The Holidays (Hell-a-days)

The holidays have always been a tough time for me. Growing up in a divorced family, my siblings and I try diligently to make everyone happy, see all sides of the family for an equal amount of time. It’s never actually worked out that way and we always fail at it. As the oldest child, I’m intrinsically obligated to shoulder this burden and take it personally, right? My birth order demands that I take on more guilt than the most devout Irish Catholic out there. Mrs. Reese has threatened more than once to perform an honorary Confirmation to officially allow me into her guilt-driven clan. I digress.

My default setting this time of year is to opine about how much our first responders sacrifice for society. Working the holidays. Eating a sack lunch in the squad car between Domestic Violence and Drunken Disorderly calls. Fact of the matter is that cops, fire, and EMS aren’t the only folks keeping us on the rails. What about the long-haul trucker that’s several states away from his family so that our goods can fill the store shelves? The waitress and short-order cook working the roadside diner? You know that’s the best-worst coffee available for the road trips to make it home for the holidays. The convenience store clerk selling you those lucky Christmas Eve lotto tickets. They don’t wanna be at work anymore than the cops and hose draggers. The little bump in holiday pay isn’t worth the trouble, even though our budgets usually demand it.

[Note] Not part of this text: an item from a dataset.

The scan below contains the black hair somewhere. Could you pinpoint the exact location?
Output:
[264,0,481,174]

From my own professional experience, I can confidently tell you the holidays are tough for most people. The number of domestic assaults goes up. The aging and infirm among us throw in the towel and refuse to see another year pass. The kids are sick, all the time, like their little germ factories are working for overtime pay, too. I don’t know anyone past the age of 10 who really gets to enjoy the Hallmark Christmas or Hanukkah. The pressure, expectations, and stress of all we put on ourselves is too much. All the wrong things done for all the right reasons. Some of our neighbors crack and take it out on those closest to them.

This year, our family’s doing something different. We’re boycotting Christmas. Not the actual holiday, just the materialism that’s gotten out of hand for us. Instead of gifts, we’re all going together and donating time to local charities. The little kids will still get something small, and I think stocking stuffers are still on the menu. But, in light of all our blessings, we need nothing else. We are safe, warm, and loved. There’s food in the fridge and the lights are on. Not all can say that. We’re wealthier beyond our entitlement, and I’m grateful for it. I also wanna do something for folks who can’t do anything in return. If you’ve already started The Absolver: Rome, Merci Renard’s statement about volunteerism is absolutely my truth. I hope the change in our little family becomes a tradition.

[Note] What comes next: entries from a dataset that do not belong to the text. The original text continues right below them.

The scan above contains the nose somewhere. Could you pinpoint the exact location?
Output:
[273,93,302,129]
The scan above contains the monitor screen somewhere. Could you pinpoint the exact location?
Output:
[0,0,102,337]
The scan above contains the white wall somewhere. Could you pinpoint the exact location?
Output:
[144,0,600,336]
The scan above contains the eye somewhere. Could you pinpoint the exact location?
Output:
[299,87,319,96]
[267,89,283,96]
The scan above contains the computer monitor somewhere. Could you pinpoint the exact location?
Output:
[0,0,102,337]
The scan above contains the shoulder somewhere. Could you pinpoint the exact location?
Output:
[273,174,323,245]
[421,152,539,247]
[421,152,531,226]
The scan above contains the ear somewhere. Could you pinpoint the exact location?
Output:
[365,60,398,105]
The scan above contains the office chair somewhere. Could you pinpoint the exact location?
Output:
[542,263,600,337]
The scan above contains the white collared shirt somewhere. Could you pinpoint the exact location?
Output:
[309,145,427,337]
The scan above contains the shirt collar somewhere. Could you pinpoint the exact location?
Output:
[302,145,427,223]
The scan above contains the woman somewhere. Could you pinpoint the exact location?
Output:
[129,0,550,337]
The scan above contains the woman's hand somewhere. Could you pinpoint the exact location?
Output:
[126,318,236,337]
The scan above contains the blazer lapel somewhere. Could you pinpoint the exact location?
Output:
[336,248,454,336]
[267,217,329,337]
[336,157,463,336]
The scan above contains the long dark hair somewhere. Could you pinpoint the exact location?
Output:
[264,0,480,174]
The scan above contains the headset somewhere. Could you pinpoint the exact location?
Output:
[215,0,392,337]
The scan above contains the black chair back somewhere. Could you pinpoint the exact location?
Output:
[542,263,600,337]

I expect that helping my neighbors will brighten this season, despite all my failings as the eldest caretaker incapable of superhuman time travel. Maybe I’ll execute perfection next year. I won’t hold my breath, so we’ll probably pass out some warm clothes and smiles instead.

7 thoughts on “The Holidays (Hell-a-days)”

  1. Amen. Retired school teacher and not a working police officer, but most is true for me, as well. Exception is that both my wife and I were raised in families who practiced unconditional love, but there are still a lot of negatives regarding the secular aspects of the “holiday”. Our sons and two grand daughters and our Christian faith are what anchors us to observing the “spirit” of the celebration. And we do know that we are blessed beyond what most of the people of this planet have to endure. I am truly grateful for the essential contributions of men and women who serve those of us who get a “break” while they labour, both the ones I know about, and the ones whose roles may never be known to me.


    1. Thanks for your thoughts, Walter, and for YOUR service. Most days, I think teaching school is a damned sight tougher than pushing a bumper. Merry Christmas, and I hope for a healthy, happy, and prosperous 2019 for you and yours. Be safe out there.


  2. Here’s my suggestion and it’s one I am working diligently on. Remove the word “Perfect” from your list of self expectations. It’s an impossible goal because Perfect changes all the time. I believe that trying to achieve perfection is working on someone else’s undefined expectations.


    1. I appreciate the feedback, Yvonne. I’m much more sarcastic and self-critical than often comes across in text. My aim for perfection only assures I’ll always fail. Gotta lower the bar. I’ll work on it for the next holiday season. Happy holidays, and I hope the New Year gives you even more than you deserve. Be safe out there.


  3. I can relate!! I’m the oldest of 5 and all the jobs/responsibilities fell on me! Now my 3 adult kids are following the same path. MERRY CHRISTMAS & HAPPY NEW YEAR


    1. Between Mrs. Reese and I, we’re the oldest of 9. Lots of cold desert nights back then, I guess. I often have trouble deciding if I’m herding ducklings, blind mice, or alley cats. Merry Christmas and Happy New Year to you and yours, looking forward to a tremendous year for all of us!